One of the issues that Styron discussed throughout her campaign was to look at installing more and more effective pedestrian crosswalks where needed.

“This is a big deal for me and is a campaign goal—we’re going to look at where pedestrian crosswalks are needed and how they’re going to be prioritized,” Styron stated. “There are three different styles [of crosswalks] that we are going to evaluate in terms of cost options and effectiveness. One includes a lower-cost option that is a crosswalk created by three-dimensional paint. It basically creates an optical illusion—with paint—on the ground that looks raised, so you naturally start to slow down.”

A Glance at Mayor Styron’s

Creekside Corporate Park Recruitment

“Julie [Johns-Cole] and I are working to attract businesses and work through their obstacles so that we can bring to their businesses to Creekside,” Styron said. “It’s been six years [developed] already, and it’s time to price this according to the market. We are going to eliminate the barriers as much as can.”

The mayor announced a rather aggressive goal for Creekside. Styron said, “I would love to have five new businesses in [Creekside] in the administration’s first year.”

Redevelopment Projects and Parking

The majority of people understand that any mayor’s office has limited influence over utility companies and is at the utilities’ mercy when it comes to installing and relocating lines. However, Mayor Styron has proposed an initiative to bury the utility lines to create more redevelopment opportunities as well as decrease maintenance issues and service interruptions.

“I want to bury [the utility] lines, which opens up more opportunities,” Styron said. “The Economic Redevelopment Commission and town council play a role in these goals, which is why it’s a partnership in terms of achieving these goals. I really want to focus on the ‘entryway.’ The redevelopment of our entryway needs to be the first order of business because that’s what will really have the biggest economic impact. There are some real issues that we are going to have to work through, but it’s time to really look at how we are going to get these projects done.”

The mayor addressed the ever-popular topic of parking in downtown Zionsville—specifically on Main Street.

“To some degree, the redevelopment of the entryway piece needs to have a public parking component,” Styron said. “The utility lines are a barrier, so burying them opens our vertical options. I don’t know to what degree the water table issues will be digging down, but I would love to see the parking lot that the town owns now turned into something that is more vertical. We will analyze our physical infrastructure needs, which will take time to implement. We’re looking for incremental progress where we can find it. We’re not waiting for the ‘perfect’ solution to drop in our laps.
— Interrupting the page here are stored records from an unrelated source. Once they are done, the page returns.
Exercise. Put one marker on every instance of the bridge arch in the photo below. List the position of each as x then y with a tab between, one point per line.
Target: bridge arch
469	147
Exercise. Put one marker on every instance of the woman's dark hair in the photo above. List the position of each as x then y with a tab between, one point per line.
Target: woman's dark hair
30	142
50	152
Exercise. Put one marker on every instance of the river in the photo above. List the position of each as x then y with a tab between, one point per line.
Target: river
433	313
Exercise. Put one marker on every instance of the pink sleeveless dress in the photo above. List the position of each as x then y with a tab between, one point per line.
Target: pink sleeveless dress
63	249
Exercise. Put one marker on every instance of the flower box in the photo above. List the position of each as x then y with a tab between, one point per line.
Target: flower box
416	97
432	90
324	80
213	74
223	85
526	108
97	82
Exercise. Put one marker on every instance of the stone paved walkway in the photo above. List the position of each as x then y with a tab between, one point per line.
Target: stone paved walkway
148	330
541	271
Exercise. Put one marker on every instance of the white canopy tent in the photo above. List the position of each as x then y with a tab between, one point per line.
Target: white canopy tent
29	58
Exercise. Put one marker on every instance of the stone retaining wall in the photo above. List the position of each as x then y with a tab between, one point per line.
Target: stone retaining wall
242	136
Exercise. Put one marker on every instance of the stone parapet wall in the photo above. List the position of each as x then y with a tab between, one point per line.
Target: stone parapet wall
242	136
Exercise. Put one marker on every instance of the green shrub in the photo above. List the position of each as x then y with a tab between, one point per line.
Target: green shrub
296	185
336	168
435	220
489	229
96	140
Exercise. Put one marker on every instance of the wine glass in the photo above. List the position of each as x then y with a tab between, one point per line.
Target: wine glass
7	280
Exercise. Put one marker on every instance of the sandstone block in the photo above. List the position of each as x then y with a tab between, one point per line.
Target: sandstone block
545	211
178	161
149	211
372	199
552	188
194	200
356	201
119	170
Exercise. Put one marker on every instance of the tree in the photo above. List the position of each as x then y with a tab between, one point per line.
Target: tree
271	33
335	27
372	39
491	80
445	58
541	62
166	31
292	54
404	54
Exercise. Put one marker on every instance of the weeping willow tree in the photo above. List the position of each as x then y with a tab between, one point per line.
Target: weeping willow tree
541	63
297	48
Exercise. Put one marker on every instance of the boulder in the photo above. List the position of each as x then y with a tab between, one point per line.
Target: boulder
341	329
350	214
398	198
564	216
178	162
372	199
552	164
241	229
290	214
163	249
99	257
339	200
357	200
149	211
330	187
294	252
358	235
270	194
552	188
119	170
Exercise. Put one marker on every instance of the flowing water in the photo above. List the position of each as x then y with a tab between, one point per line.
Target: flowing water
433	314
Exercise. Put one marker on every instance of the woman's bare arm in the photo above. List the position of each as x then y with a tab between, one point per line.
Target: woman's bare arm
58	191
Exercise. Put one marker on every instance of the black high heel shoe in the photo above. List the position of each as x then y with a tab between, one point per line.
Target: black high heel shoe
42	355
We can have an iterative approach to solving some of these problems, and that iteration means the first solution may not be the most desirable, but it will ease our pain.”

State of the Town Address

The mayor plans to give her first State of the Town address in February—date to be determined—to discuss her 90-day outline and progress report in more detail.

“In future years, we’ll hold these [addresses] in January because we’ll have a whole year to talk about,” Styron said. “We will invite the community, stream it live, and it will be an opportunity for Julie and me to talk about what we’re setting out to do and how we are setting ourselves up to achieve our goals.”